If the lengths $a$, $b$ and $c$ of the sides are rational, since $a{h}_a=b{h}_b=c{h}_c=2A$, where by $h_a$, $h_b$ and $h_c$ we denote the lengths of the altitudes of the triangle, it is enough to find an infinite number of triangles with rational area. From Heron's formula we have $$A=\sqrt{\frac{3}{2}\left(\frac{3}{2}-a\right)\left(\frac{3}{2}-b\right)\left(\frac{3}{2}-c\right)}=\frac{1}{4}\sqrt{3(3-2a)(3-2b)(3-2c)}.$$ and hence, in order the area be rational for an infinite number of sides, it is enough the quantity under the radical to be square of a rational number. Therefore it is enough to find rational numbers $x$, $y$ and $z$ such that $$3-2a=3x^2,3-2b=3y^2,3-2c=3z^2.$$ This is feasible by putting $$x=\frac{2uv}{u^2+v^2+w^2},y=\frac{2uw}{u^2+v^2+w^2},z=\frac{-u^2+v^2+w^2}{u^2+v^2+w^2}.$$ where $u$, $v$ and $w$ are rational. It is easily checked that for these values of $x$, $y$ and $z$ we have $x^2+y^2+z^2=1$ and therefore, there exists a triangle of side lengths $a$, $b$ and $c$ with perimeter $3$.
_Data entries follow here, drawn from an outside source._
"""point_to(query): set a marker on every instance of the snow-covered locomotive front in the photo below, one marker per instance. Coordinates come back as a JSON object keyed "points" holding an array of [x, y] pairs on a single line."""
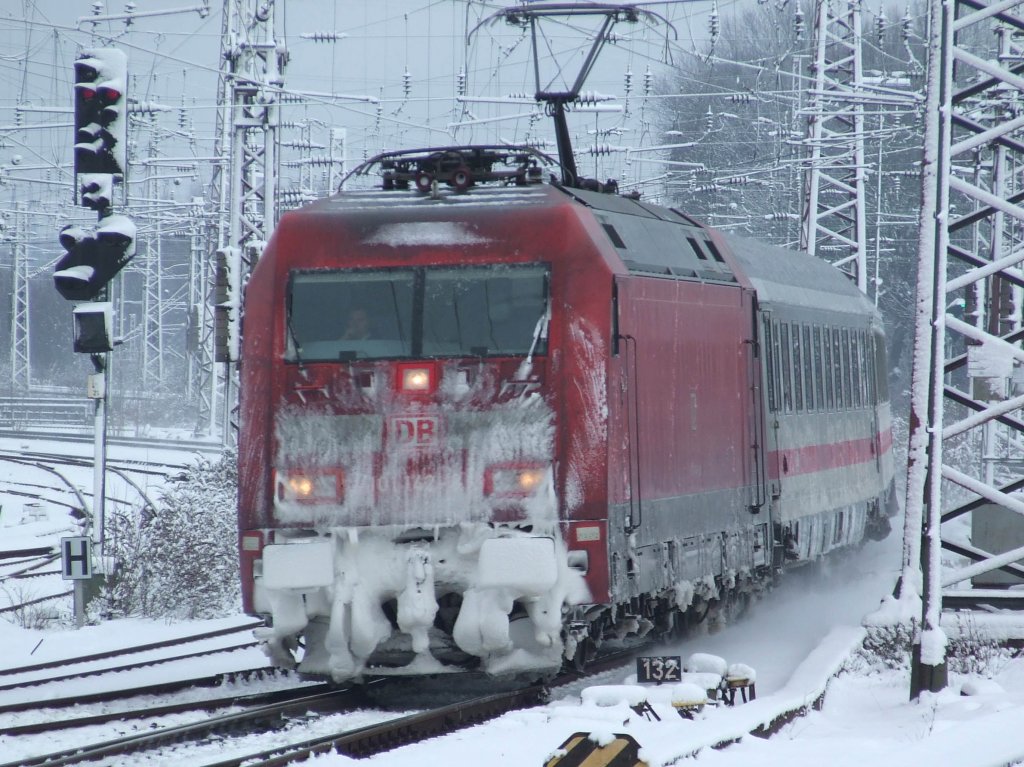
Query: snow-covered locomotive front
{"points": [[400, 508], [486, 427]]}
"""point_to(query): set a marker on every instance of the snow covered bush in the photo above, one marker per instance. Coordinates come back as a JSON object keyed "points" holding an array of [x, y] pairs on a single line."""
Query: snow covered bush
{"points": [[179, 559]]}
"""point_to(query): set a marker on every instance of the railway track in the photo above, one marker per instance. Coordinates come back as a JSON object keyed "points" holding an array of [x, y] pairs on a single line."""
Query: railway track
{"points": [[125, 651], [291, 715]]}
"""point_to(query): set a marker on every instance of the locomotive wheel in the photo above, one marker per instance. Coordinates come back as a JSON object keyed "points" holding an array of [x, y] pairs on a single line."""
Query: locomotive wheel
{"points": [[424, 181], [462, 178]]}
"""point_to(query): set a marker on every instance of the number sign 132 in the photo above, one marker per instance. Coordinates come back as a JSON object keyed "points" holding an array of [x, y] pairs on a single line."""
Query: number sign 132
{"points": [[658, 669]]}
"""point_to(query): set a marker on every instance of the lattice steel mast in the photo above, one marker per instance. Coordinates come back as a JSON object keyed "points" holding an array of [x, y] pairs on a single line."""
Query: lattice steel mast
{"points": [[963, 383], [244, 185], [833, 217], [20, 359]]}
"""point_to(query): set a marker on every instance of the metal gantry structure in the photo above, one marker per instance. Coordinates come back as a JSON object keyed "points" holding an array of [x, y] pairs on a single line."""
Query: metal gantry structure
{"points": [[833, 216], [20, 369], [967, 434], [243, 199]]}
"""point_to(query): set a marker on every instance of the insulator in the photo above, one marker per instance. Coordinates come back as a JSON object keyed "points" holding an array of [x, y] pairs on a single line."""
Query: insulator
{"points": [[324, 37]]}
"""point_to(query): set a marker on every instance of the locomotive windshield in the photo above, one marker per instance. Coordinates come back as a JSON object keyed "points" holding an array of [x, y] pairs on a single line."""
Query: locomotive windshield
{"points": [[497, 310]]}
Solution 2: All triangles with side lengths $\frac{3a}{a+b+c}$, $\frac{3b}{a+b+c}$, $\frac{3c}{a+b+c}$ where $a$, $b$ and $c$ are integers such that $a^2+b^2=c^2$ satisfy the condition of the problem. Since there are infinitely many right triangles with integer sides no two of which are similar, we are done.